You will learn about a wide range of resistant materials including woods, plastics and metals. You will be taught a range of traditional and industrialised making skills that will enable you to develop your practical and design skills. You will learn how to develop a product through the complete design process. This means researching the need for a product, producing a detailed specification, designing and developing the final design, making the product and finally testing and evaluating the product.

Key topics included are listed below; many are experienced fully by pupils, but due to the health and safety risks associated with some tasks they are taught as demonstrations only:


Hardwoods & Softwoods

  • Material Properties, Structure & Uses.

  • Joints: Lap, Comb, Dovetail, Mortise & Tenon, Mitre, Scan Fittings & Glues.

  • Processes: Marking Out, Routering, Mortising, Cutting, Chiselling, Planning & Sanding.

  • Finishes: Painting, Varnish & Wax.


Thermo & Thermosetting Plastics

  • Materials Properties, Structure & Uses.

  • Joints: Contact Adhesive, Epoxy Resins.

  • Processes: Marking Out, Hand Cutting, Heat Forming & Filing.

  • Industrial Processes: Laser Cutting, Injection Moulding & Vacuum Forming.

  • Finishes: Silicon Carbide Paper, Metal Polishes and Buffing.


Ferrous & Non-Ferrous Metals

  • Material Properties, Structure & Uses

  • Joints: Nuts & Bolt, Cutting, Brazing, Gas Welding and MMA Welding, Forging, Pop Riveting, Screw Thread Cutting.

  • Processes: Lathe Turning, Milling, Aluminium Casting, Plasma Cutting

  • Finishes: Metal Paints, Plastic Coatings and Galvanising


Designing, Society & the Environment

  • Smart Materials: Carbon Fibre and Glass Fibre Composites, Tungsten Carbide, D3o and Nitinol.

  • The 6 R’s of Sustainability: Rethink, Reduce, Refuse, Repair, Recycle & Reuse.

  • Product Life Cycle Analysis,

  • Energy: Fossile Fuels & Renewable Sources.

  • A designer’s work such as that of Ross Lovegrove, Philippe Starck or James Dyson will be investigated throughout the two-year cycle of the course. Pupils will need to comment on the designer’s work during the final examination.


How will I be assessed?

This qualification consists of two units. Unit 1 is worth 40% of the total GCSE and is assessed by a two-hour examination that will the test the pupil’s knowledge and design skills.

Unit 2 is worth 60% of the total GCSE and is assessed by controlled research, design and practical tasks.


How will I be taught?

You will be taught through a series of projects which include elements of practical skills, theoretical knowledge and design skills for a variety of resistant materials.

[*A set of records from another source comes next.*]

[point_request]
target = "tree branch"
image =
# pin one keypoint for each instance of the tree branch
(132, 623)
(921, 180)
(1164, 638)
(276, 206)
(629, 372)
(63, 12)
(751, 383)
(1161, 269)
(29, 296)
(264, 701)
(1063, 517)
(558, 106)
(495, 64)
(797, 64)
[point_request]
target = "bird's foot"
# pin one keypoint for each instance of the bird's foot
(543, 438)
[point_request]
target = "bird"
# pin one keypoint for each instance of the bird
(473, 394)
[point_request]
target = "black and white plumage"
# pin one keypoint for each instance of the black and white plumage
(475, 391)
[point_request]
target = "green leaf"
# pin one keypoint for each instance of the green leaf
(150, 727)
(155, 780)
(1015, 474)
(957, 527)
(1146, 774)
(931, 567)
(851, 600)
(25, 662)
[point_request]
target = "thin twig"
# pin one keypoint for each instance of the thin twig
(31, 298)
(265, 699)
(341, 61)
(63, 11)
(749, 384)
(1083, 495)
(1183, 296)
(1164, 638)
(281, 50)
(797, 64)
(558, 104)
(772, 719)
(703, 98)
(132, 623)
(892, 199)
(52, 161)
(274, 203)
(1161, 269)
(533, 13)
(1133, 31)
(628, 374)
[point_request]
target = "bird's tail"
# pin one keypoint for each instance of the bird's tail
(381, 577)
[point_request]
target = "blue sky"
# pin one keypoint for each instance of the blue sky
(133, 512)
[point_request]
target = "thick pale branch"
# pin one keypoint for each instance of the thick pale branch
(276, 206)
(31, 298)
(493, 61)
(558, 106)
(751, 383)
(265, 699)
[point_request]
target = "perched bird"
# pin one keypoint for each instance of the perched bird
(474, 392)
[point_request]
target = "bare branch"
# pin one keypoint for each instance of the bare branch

Homework tasks, videos, practical demonstrations and computer aided design software will be used as key learning tools.

Many aspects of the theory work and practical tasks are taught throughout Year 10. Year 11 focuses on starting and completing the design and making final coursework project.



GCSE Resistant Materials at grade B is required for entry into AS/A level Graphic Design and at grade B for AS/A level Product Design. Many pupils who have studied this route have gone on to careers in Aerospace, Marine & Power Engineering, Architecture, Construction, Materials Science, Teaching, and Product Designing.

Key skills and a good general understanding will be delivered for those pupils wishing to enter the world of technical apprenticeships after leaving school. Many important life skills such as time management, planning and organisational skills are key to the designing and making process. 

As well as a GCSE grade, pupils will also leave the course with a portfolio of design evidence and a practical piece of work that can be shown to future employers and educational institutes to help demonstrate the pupil’s designing, practical skills and potential for the future.